若手の縫合が"ユルい"わけ
かなり前から、助手に入ってもらう若手医師の糸結びがかなりユルめで、
新しい医師が赴任してくるたびに、その場での縫い直しや、術後にガーゼの出血量の頻度が上がることがあった。
最近、慢性硬膜下血腫という脳外科業界では初級手術で、材料費の節約も兼ねて皮膚を器械縫合させてみたら、やっぱりユルい...。
そこで、「それはユルいよ。
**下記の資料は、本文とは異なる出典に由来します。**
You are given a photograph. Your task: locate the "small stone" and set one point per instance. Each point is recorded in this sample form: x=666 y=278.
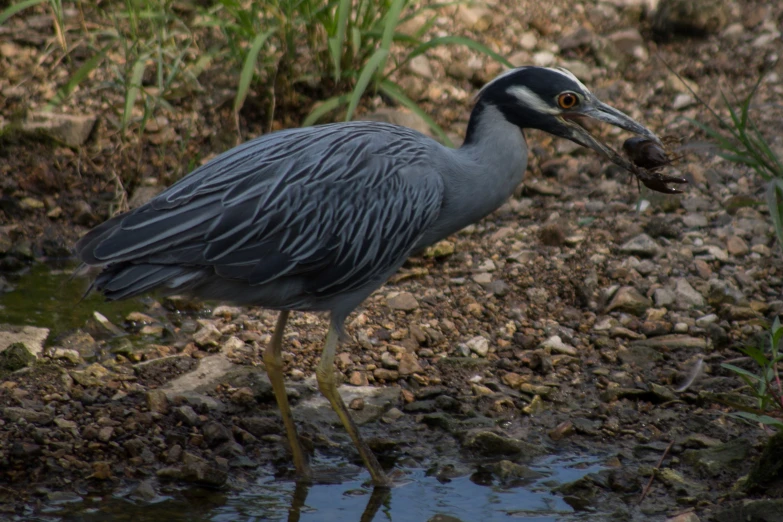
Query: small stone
x=186 y=415
x=389 y=361
x=556 y=344
x=157 y=402
x=215 y=434
x=628 y=299
x=382 y=374
x=478 y=345
x=358 y=378
x=207 y=336
x=686 y=296
x=409 y=364
x=404 y=301
x=641 y=245
x=737 y=246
縫い直して」と指示すると、
「いや、皮膚縫いは、ぎりぎり寄るくらいでいいんです」
と返しがくる。
粛々と縫い治しながらではあるが、
「面と面が"皮下"縫いで合っていれば、そんなに強く縛る必要はないんです」
と。
すごく優秀なやつだし、最近の若手はだいたいこういう感じなので、別にカチンとも来ないのだが、むしろ合点がいった。
"よく勉強しているから"ユルく結ぶのか!!
と、ここ5,6年の疑問が解決した。
つまり、皮膚科や形成外科ではそうなのである。
僕自身も、デキる形成外科の手術に入らせてもらって、その皮膚の止血テクニックに感銘を受け、まねするよう心がけている。
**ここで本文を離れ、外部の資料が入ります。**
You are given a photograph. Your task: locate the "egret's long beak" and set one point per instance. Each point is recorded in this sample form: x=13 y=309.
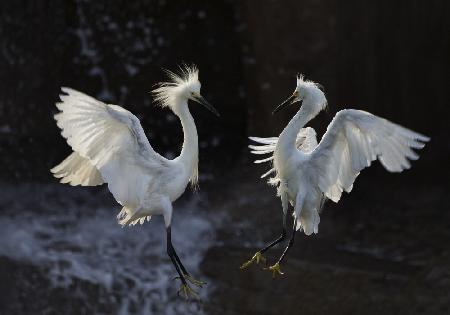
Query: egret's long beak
x=201 y=100
x=290 y=100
そして、止血がしっかりできた状態で皮下縫合、皮膚縫いと移るわけだが、
皮下縫いの段階で、創面がきれいに寄っている。
そして皮下の止血がしっかりしているから、血液が漏れてくることもないし、その結果、皮膚は本当に表面の"寄せ"の問題だけになるのだった。
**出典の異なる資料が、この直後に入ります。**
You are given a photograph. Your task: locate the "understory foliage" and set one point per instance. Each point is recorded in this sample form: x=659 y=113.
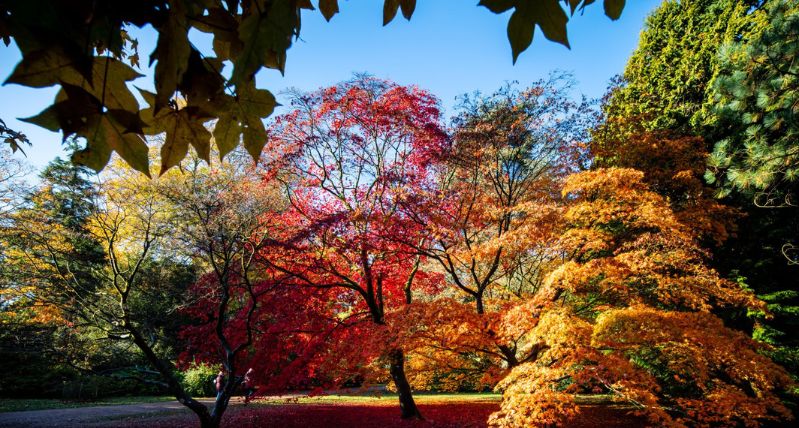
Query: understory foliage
x=525 y=248
x=630 y=315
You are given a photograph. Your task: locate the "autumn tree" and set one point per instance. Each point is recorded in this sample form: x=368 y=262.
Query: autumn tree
x=756 y=93
x=221 y=226
x=666 y=80
x=490 y=222
x=355 y=151
x=631 y=314
x=674 y=167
そして彼ら若手医師は、"きちんと" 外科基礎手技の勉強なりトレーニングをしてきたということだったのだ。
しかし、多くの脳外科手術は、上記の「ユルく寄せるだけでよい」前提条件が違うのである。
つまり、今回の手術は慢性硬膜下血腫であったが、この場合のように中から血液以外の液体が漏れてくるときはそうはいかないのだ。
時間をかけて皮膚・皮下の止血を、高い精度でできる場合で、かつ髄液などの漏れがない状況であれば、ユルくても大丈夫だろう。
しかし、単体で凝固しない液体が漏れてくる場合や、皮膚の切開面からの出血が無視できない場合には、皮膚縫いで圧迫するしかないのだと思う。
ということで、これからは、合理的に説明できると思うと、勉強になる良い助手手術であった。